When I was interim CEO of Tesla, I would get a lot of questions from the media and from prospective customers about charge times. It’s true that the Roadster takes 3.5 hours to charge from dead empty to full on a 240V/70A home system. However focusing on the full recharge time is not relevant to the typical ownership experience.

The Roadster gets well over 200 miles per charge, so it’s very rare that I get perilously close to empty – even after a long day of shuttling to meetings around the Bay. I typically have at least half a charge when I return to my garage at the end of the day, so my car is recharged long before I wake up in the morning.

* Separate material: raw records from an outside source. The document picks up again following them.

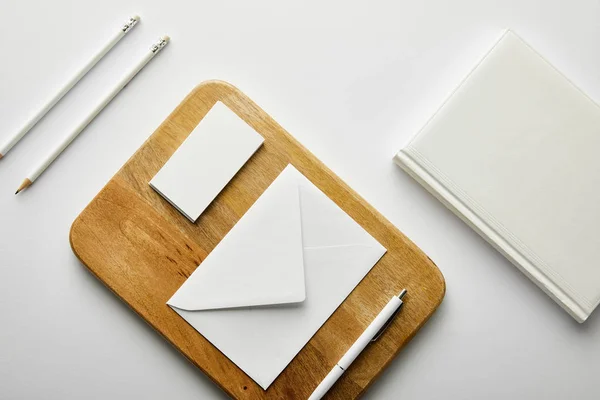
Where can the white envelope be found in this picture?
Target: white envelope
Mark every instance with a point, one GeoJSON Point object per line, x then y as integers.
{"type": "Point", "coordinates": [276, 277]}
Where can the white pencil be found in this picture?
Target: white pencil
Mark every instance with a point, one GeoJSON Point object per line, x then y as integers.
{"type": "Point", "coordinates": [103, 103]}
{"type": "Point", "coordinates": [5, 148]}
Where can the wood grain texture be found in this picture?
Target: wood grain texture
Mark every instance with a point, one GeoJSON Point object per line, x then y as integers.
{"type": "Point", "coordinates": [143, 249]}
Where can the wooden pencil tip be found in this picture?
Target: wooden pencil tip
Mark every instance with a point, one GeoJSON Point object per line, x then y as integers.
{"type": "Point", "coordinates": [26, 183]}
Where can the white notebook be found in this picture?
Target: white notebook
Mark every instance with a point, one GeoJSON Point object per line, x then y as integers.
{"type": "Point", "coordinates": [206, 161]}
{"type": "Point", "coordinates": [514, 153]}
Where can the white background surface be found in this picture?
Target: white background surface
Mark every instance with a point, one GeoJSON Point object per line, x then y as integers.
{"type": "Point", "coordinates": [353, 81]}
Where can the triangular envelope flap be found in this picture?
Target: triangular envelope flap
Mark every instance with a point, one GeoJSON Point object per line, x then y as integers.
{"type": "Point", "coordinates": [325, 224]}
{"type": "Point", "coordinates": [259, 262]}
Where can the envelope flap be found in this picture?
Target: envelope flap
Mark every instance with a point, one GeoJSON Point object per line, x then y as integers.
{"type": "Point", "coordinates": [259, 262]}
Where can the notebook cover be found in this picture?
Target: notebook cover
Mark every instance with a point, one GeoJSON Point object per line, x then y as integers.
{"type": "Point", "coordinates": [513, 152]}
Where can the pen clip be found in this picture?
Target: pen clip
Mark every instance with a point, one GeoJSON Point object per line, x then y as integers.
{"type": "Point", "coordinates": [390, 319]}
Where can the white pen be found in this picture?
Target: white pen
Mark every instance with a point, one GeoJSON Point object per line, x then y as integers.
{"type": "Point", "coordinates": [372, 333]}
{"type": "Point", "coordinates": [99, 107]}
{"type": "Point", "coordinates": [5, 148]}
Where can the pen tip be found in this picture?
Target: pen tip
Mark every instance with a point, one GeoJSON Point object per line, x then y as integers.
{"type": "Point", "coordinates": [26, 183]}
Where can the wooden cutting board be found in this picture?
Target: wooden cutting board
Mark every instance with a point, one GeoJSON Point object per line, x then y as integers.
{"type": "Point", "coordinates": [143, 249]}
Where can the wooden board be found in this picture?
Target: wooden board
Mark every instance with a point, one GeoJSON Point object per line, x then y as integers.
{"type": "Point", "coordinates": [143, 249]}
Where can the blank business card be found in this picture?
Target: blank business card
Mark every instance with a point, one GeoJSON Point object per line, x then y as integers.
{"type": "Point", "coordinates": [206, 161]}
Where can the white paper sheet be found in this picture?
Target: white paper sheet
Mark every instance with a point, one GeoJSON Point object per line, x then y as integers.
{"type": "Point", "coordinates": [206, 161]}
{"type": "Point", "coordinates": [337, 254]}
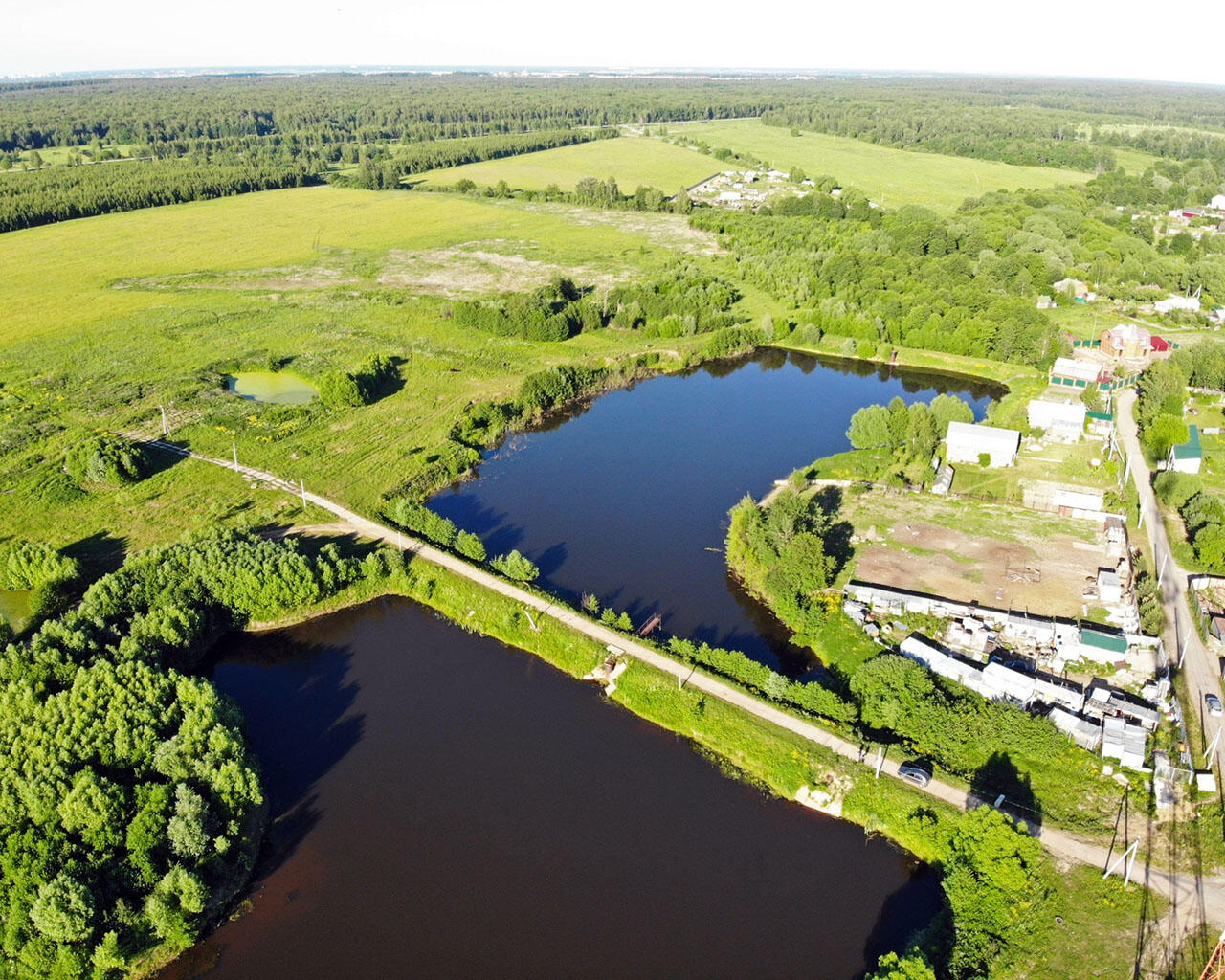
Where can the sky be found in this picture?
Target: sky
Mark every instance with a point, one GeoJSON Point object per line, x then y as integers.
{"type": "Point", "coordinates": [1092, 38]}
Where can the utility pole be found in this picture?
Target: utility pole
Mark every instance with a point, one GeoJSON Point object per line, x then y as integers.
{"type": "Point", "coordinates": [1212, 746]}
{"type": "Point", "coordinates": [1127, 856]}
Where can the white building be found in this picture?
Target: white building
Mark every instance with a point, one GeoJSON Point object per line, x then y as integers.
{"type": "Point", "coordinates": [1076, 372]}
{"type": "Point", "coordinates": [1083, 731]}
{"type": "Point", "coordinates": [968, 442]}
{"type": "Point", "coordinates": [1058, 419]}
{"type": "Point", "coordinates": [1110, 590]}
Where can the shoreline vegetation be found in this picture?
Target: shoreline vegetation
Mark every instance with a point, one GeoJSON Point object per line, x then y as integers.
{"type": "Point", "coordinates": [775, 761]}
{"type": "Point", "coordinates": [436, 323]}
{"type": "Point", "coordinates": [781, 764]}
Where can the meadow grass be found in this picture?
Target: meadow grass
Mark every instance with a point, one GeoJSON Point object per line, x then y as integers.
{"type": "Point", "coordinates": [1098, 917]}
{"type": "Point", "coordinates": [62, 276]}
{"type": "Point", "coordinates": [888, 176]}
{"type": "Point", "coordinates": [633, 161]}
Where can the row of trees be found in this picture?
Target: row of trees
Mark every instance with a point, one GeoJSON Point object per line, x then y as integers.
{"type": "Point", "coordinates": [909, 432]}
{"type": "Point", "coordinates": [418, 158]}
{"type": "Point", "coordinates": [130, 808]}
{"type": "Point", "coordinates": [1203, 515]}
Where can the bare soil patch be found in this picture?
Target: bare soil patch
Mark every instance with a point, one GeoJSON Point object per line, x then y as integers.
{"type": "Point", "coordinates": [1044, 573]}
{"type": "Point", "coordinates": [669, 231]}
{"type": "Point", "coordinates": [475, 268]}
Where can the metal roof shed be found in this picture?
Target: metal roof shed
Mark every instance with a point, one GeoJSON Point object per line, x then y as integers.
{"type": "Point", "coordinates": [1109, 642]}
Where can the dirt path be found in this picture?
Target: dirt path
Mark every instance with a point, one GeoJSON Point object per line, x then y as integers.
{"type": "Point", "coordinates": [1189, 892]}
{"type": "Point", "coordinates": [1181, 637]}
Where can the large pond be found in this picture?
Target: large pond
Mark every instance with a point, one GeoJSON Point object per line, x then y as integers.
{"type": "Point", "coordinates": [445, 806]}
{"type": "Point", "coordinates": [628, 498]}
{"type": "Point", "coordinates": [276, 388]}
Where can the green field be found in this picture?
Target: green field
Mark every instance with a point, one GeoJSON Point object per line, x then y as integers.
{"type": "Point", "coordinates": [70, 275]}
{"type": "Point", "coordinates": [888, 176]}
{"type": "Point", "coordinates": [109, 318]}
{"type": "Point", "coordinates": [634, 161]}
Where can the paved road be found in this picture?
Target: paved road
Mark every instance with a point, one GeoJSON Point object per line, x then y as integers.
{"type": "Point", "coordinates": [1186, 892]}
{"type": "Point", "coordinates": [1199, 665]}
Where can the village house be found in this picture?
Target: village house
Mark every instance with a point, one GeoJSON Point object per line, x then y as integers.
{"type": "Point", "coordinates": [1075, 288]}
{"type": "Point", "coordinates": [1131, 342]}
{"type": "Point", "coordinates": [1059, 416]}
{"type": "Point", "coordinates": [968, 442]}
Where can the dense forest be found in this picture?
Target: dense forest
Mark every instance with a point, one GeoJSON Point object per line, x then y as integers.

If we are going on a weekend trip with friends and family, we all pile into my wife’s SUV. But I have a soft spot for little, fast sports cars. That’s why I drove a Porsche for the last seven years. And that’s why I thrill to the scorching acceleration of the Roadster.

But my sheer delight behind the wheel of the Roadster continues to surprise me. Even though I was an early investor in Tesla and was the company’s interim CEO in 2007, I’m not a dedicated environmentalist. I didn’t buy this car to make a statement about my values. I’m not vegan. I don’t have solar panels on my roof. And I certainly didn’t expect to replace my tried-and-true German sports car with an electric vehicle.

Nor did I buy the Roadster because I’m a flashy person who needs to have the newest boy toy on the block. A couple of weeks ago, I went to a conference at a hotel on Sand Hill Road – the strip in Menlo Park, California, that serves as the epicenter of the global venture capital industry. There were four other Teslas parked in the lot!

I love the Roadster because it’s a hell of a ride – and at the end of the day, for EVs to become mainstream options for customers, that’s all that matters. They need all the performance and convenience attributes of a gasoline car. They need to serve as your only car. Mission accomplished.